Die ZD.B Themenplattform Cybersecurity der Bayern Innovativ GmbH hat zusammen mit Anwendenden und Experten eine sechsteilige Online-Event-Reihe aufgesetzt, um in der Praxis erprobte Best Practice Lösungen und Know-how zur IT-Sicherheit in industriellen IoT-Umgebungen zu teilen. Von Mai bis Juli wurde und werden in sechs kompakten Morgen-Events konkrete Best Practice Beispiele zu sicheren Remote Services, Anomalieerkennung, Absicherung von IoT-Geräten, der Rolle von Governance und Architektur bei der Produktentwicklung und einer effizienten sowie erfolgreichen Mitarbeiterqualifikation bearbeitet.
Teil 1: Paneldiskussion: IIoT Security – Herausforderungen und Antworten
"Herausfordernd ist die lange Lebensdauer industrieller Anlagen von 20 Jahren und mehr, die nicht einfach updatefähig sind und damit Angreifenden leichte Einfallstore bieten" - so Dr. Thomas Nowey (Chief Information Security Officer, Syskron GmbH / Krones AG) und Panelist am 04. Mai 2021 bei unserer Paneldiskussion "IIoT Security – Herausforderungen und Antworten".
"Die Gesamtsicherheit von industriellen IT-Komponenten steht auf einem elektronischen Fundament und resiliente, vertrauenswürdige Elektronik für zukünftige Hardware ist von hoher Bedeutung" - so Dr. Johann Heyszl (Abteilungsleiter / Stellv. Institutsleiter des Fraunhofer AISEC) und ebenfalls Panelist am 04. Mai 2021 bei unserer Paneldiskussion "IIoT Security – Herausforderungen und Antworten".
Der Schutz von Produktionsanlagen beginnt mit der Sicherheit der IT.
Solide Security ist die Voraussetzung für stabilen Betrieb und beugt unliebsamen Überraschungen vor.
Die Update-Fähigkeit wird bei Consumergeräten durch deren Verfügbarkeit am Internet begrenzt, d. h.

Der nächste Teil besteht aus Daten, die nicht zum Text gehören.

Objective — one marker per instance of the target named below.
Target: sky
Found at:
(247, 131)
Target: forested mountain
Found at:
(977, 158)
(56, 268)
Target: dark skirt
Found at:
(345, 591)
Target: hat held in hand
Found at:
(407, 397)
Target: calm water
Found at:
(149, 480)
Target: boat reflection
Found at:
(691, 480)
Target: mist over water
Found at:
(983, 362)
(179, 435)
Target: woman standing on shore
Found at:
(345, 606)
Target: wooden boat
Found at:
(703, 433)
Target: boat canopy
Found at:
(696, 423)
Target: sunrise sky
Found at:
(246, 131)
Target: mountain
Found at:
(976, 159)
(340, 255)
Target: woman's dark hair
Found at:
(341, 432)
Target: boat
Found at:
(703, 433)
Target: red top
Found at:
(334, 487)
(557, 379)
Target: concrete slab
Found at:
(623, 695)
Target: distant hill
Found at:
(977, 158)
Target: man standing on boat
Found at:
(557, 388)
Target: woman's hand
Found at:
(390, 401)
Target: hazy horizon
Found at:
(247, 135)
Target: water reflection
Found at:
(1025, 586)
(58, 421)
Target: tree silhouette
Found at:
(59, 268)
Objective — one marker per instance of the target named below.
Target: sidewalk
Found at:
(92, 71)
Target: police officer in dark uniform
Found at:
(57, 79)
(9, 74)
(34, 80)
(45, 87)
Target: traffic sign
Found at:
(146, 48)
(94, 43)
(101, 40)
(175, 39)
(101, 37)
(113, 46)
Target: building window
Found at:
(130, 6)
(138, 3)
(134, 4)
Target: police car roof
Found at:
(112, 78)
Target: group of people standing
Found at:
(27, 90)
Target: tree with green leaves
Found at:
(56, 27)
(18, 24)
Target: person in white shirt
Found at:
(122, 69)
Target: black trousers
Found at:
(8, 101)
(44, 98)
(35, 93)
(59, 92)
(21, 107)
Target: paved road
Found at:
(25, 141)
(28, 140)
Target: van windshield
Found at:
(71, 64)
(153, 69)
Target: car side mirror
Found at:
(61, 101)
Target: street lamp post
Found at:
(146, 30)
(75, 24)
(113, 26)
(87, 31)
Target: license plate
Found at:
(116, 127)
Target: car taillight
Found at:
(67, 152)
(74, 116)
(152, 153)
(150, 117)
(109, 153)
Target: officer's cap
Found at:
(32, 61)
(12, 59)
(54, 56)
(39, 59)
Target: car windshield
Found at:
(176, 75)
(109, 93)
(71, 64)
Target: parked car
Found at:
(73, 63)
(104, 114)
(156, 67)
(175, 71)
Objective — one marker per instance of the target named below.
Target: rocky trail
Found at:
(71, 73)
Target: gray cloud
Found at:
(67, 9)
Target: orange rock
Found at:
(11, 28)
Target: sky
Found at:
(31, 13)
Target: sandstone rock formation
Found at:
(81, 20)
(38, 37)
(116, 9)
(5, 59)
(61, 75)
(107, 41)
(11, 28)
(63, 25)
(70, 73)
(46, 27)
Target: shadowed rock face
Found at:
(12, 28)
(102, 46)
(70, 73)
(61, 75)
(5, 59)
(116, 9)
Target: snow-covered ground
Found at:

Connectivity ist nicht immer vorauszusetzen. Bei Neuinvestitionen ist Zukunftsfähigkeit zum Beispiel bei Kryptographie-Verfahren zu verlangen, damit diese nicht in wenigen Jahren leicht zu entschlüsseln sind. Unternehmen wird eine intensive Beschäftigung mit dem Thema IT-Security empfohlen, bevor Dienstleister beauftragt werden.
In der Entwicklung neuer Maschinen und Fertigungslinien ist IT-Security bereits ab dem Minimum Viable Product mitzudenken. Security by Design ist essenziell denn bei Maschinen birgt jede Security Verletzung auch die Gefahr von Personenschäden.
Solides Grundverständnis und aktualisiertes Security Know-how
Ohne ein solides Grundverständnis und ein immer wieder aktualisiertes Security Know-how geht es auch bei Entwicklungsingenieuren nicht, betonten die Speaker übereinstimmend. Web-based-Training kann hier viel abdecken. Außerdem ist es zentral wichtig, verfügbare Standardkomponenten und Methoden etwa aus dem Open Source Bereich zu verwenden, um den Mehraufwand zu senken und die Qualität zu erhöhen. Security und Usability müssen noch viel mehr zusammengebracht werden. Die Paneldiskussion brachte Ergebnisse hervor wie die Wichtigkeit des Austauschs in Netzwerken, den Nutzen eines Leitfadens für IIoT-Security, die Unverzichtbarkeit von Schulungsanstrengungen und die Einrichtung eines Lernlabors Cybersicherheit.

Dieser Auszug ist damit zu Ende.